There is a valid argument that lowering the tax on small businesses will make life better for them; but it won’t make life equally better for them because they don’t all have the same amount of taxable business equipment. A machine shop has lots of taxable stuff, a clothing store has a couple of computers, which used to be called cash registers. There is also an argument that big businesses will prosper, but it’s bunkum because taxes are a far, far smaller percentage of their cost of doing business. They do like to work the issue, though.

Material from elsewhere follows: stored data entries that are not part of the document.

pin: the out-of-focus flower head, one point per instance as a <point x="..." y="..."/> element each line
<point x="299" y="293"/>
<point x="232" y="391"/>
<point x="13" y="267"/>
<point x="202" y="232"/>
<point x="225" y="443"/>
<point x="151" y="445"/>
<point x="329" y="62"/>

Cases in point; in 1989 the tax rate was cut about 25 percent to attract a canola oil company to Butte. They never came, but it has cost Montana taxpayers some $18 million a year since just to offer the subsidy. In 2005 the business equipment tax rate on wind generators was cut in half at the request of wind generation companies. The argument was that it would spur development in wind power, and lo, immediately after the tax was lowered giant wind farms sprang to life in Judith Gap and Glasgow! Unfortunately, cutting the tax had nothing to do with the creation of the wind farms because they were already a done deal with contracts signed, ground broken, you name it; and the Legislature knew it. They bought the argument that lower taxes would generate wind farms, when it was actually the other way around; the wind farms generated lower taxes.

When property tax rates are lowered the biggest beneficiaries have been large companies headquartered out of state, such as Louisiana Pacific, Conoco, and the BNSF railroad. Recently the voters in Frenchtown voted to increase their taxes to improve their school. By sheer coincidence the $19 million they agreed to tax themselves was almost the same dollar amount the Frenchtown School District lost from tax cuts enjoyed by the local Smurfit Stone linerboard plant.

Since 1989 the business equipment tax has been cut by close to 70 percent with no appreciable growth in the rate of purchase of new business equipment or demonstrable growth in jobs. If the Legislature wants to help somebody, help the little guy by eliminating the tax on a portion of their taxable equipment. At least small businesses know where the buck stops; but  the big guys can take care of themselves, even if they can’t figure out how to do it without asking for taxpayer charity and bailouts.

Jim Elliott is a former state senator from Trout Creek. He served in the Montana House from 1989 to 1996 and the Montana Senate from 2001 to 2008. Elliott has distributed his opinion column statewide since 1992.